Led by principal investigator Zhi Sheng, Ph.D., researchers in the Sheng Laboratory are particularly interested in glioblastoma multiforme (GBM). GBM is a lethal and incurable brain cancer, and it often recurs after conventional therapies such as resection, radiation therapy, and chemotherapy. Recent research findings from the Sheng Laboratory indicate that PIK3CB (a catalytic subunit of PI3K) confers a prognostic significance in recurrent GBM. Targeting PIK3CB—but not other PI3K subunits—selectively inhibits cell viability, making this gene a potential therapeutic target for GBM. Ongoing and future research focuses on elucidating the mechanism underlying the selectivity of targeting PI3K in GBM and developing PIK3CB-based therapies tailored to GBM patients with a high risk of recurrence.

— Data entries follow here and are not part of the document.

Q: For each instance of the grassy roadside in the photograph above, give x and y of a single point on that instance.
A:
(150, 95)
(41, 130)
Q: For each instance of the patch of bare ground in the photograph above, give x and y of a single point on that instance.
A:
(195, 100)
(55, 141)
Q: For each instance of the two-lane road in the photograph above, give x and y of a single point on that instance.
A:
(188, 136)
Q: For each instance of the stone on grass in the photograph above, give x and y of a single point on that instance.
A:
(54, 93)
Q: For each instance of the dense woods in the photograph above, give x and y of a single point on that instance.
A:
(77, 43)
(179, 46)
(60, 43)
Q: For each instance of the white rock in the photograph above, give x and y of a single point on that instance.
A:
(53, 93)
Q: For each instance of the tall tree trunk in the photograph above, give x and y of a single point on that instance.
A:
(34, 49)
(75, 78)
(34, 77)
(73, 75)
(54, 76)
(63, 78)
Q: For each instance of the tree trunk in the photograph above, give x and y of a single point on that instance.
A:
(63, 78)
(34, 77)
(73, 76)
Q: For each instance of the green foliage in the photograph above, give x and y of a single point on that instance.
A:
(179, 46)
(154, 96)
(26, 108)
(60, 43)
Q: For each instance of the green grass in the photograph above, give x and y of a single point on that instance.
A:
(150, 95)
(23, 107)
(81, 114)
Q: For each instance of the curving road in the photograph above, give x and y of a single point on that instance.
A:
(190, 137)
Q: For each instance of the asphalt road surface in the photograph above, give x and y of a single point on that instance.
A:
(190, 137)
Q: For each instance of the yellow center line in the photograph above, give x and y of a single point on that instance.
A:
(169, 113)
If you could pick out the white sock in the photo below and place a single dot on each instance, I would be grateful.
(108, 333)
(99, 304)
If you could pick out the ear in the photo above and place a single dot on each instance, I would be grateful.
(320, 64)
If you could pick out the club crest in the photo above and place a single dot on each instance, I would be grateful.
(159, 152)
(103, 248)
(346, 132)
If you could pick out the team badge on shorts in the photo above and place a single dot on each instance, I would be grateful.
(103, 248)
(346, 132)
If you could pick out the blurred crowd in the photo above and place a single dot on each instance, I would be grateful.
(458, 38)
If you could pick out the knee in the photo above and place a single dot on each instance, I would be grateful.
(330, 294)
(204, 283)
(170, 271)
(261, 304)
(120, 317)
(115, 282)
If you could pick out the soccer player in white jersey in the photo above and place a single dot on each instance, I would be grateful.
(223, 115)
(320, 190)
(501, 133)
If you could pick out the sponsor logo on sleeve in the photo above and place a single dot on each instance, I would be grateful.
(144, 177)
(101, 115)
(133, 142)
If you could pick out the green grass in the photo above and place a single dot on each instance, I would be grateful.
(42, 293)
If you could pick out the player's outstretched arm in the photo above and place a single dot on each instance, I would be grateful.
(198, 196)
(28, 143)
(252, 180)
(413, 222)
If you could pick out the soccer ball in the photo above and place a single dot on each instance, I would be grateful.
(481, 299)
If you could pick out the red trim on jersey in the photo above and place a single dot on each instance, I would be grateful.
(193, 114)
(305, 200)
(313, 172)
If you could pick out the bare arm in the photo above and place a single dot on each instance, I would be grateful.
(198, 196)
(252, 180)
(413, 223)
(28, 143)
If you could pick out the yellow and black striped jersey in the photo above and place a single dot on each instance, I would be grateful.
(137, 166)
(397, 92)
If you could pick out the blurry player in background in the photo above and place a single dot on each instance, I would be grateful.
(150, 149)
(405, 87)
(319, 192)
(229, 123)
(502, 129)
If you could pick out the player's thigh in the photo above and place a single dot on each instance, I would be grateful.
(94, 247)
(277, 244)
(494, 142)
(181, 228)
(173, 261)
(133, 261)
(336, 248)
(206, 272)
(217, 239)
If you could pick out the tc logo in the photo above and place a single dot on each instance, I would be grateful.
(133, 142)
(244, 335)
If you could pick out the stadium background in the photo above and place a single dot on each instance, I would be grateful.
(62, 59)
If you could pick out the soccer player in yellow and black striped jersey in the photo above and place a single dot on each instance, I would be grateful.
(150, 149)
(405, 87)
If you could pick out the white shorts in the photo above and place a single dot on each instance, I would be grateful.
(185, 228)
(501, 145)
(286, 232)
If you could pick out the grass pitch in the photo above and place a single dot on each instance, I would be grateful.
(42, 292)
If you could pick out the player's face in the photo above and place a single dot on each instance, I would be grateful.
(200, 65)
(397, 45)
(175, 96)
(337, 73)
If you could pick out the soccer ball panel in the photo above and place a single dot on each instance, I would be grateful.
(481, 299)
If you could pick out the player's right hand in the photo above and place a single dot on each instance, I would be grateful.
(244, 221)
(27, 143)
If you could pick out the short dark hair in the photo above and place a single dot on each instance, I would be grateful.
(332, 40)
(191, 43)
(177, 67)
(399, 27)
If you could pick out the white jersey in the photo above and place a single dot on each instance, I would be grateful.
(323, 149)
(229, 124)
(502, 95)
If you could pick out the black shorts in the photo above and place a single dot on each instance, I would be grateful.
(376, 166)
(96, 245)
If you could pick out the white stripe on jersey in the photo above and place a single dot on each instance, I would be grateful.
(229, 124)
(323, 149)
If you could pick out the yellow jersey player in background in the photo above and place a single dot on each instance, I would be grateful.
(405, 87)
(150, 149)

By using a large-scale RNA interference screening, the Sheng Lab identified 82 genes (termed autophagy-regulating genes, ARGs) that regulate autophagy in cancer. Of particular interest to the researchers is an ARG named long non-coding RNA 00467, which is an RNA gene with no protein-coding potential. The scientists are currently probing the molecular underpinnings of noncoding RNA-regulated autophagy in cancer and exploring the therapeutic potential of this new autophagy regulatory pathway in antagonizing drug resistance.
The Sheng Lab also collaborates with Dr. Robert Gourdie, who developed the FDA-approved wound-healing drug ACT1 that targets connexin 43. The scientists repurposed ACT1 into a possible treatment to circumvent the resistance of GBM to temozolomide, a DNA alkylating agent used as the front line treatment. Future studies include unveiling the molecular mechanism of temozolomide sensitization by ACT1 and implementing ACT1 treatment into the clinic.